Click to See Complete Forum and Search --> : Finding most repeated sequence


vpascual
November 29th, 2008, 10:04 AM
Dear all,

I have computed users sessions of a website. This is, I can represent each user behaviour as a sequence of requested pages.
What I would like now is to be able to recognise the most repeated sequences of pages. Can you give me hints on the best way to implement this? Is there any open source library for helping me in coding this problem? (I'm programming ing Java).

I guess using a tree structure will help. However, if I end up having a weighted Tree where each edge has a frequency regarding the number of user' sequences that have passed through it, how may I discover the most repeated path?

Thank you in advance!

pm_kirkham
November 30th, 2008, 05:50 AM
Why do you want this information?

It won't be a tree, simply because people don't always browse linearly - it is, after all, a web of hypertext not a linear document.

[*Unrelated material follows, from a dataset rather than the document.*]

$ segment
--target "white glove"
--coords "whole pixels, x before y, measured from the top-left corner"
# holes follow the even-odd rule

So expect branches and cycles (go to a forum index, open some posts to read in tabs, read the posts, reply to some, go back to forum index, repeat).

So it could be quite a complex path, more than can be represented by just incrementing the weight on each link/edge between pages/nodes.

On the other hand, a simple Markov model might be all you need - what is the most likely transition from a given page. Which might tell you whether users can find links between your pages, rather than relying on google, but isn't quite the same as detailed record of how a user browses the site.

Zachm
November 30th, 2008, 08:18 AM
If all you are interested in is the series of links a user clicked while browsing the site, not the actual activity the user has performed, you can code each page (or link if that's what your'e interested in) with a distinct ID, like
1,2,3, ... and so on.
Now, you can code each users path (even a circular path) in the website by a string that may look like:
"1,3,25,4,4,5,1,3,22,25"

Each path is guaranteed to be unique, and you can insert each user's path into a hash, where the keys are the paths and the values are the number of times the specific path was used. If you are interested in all of the sub paths as well, you can insert all of them into the hash as well. The frequency of a single path is simply the number of times a path was walked in - it's value in the hash.

Regards,
Zachm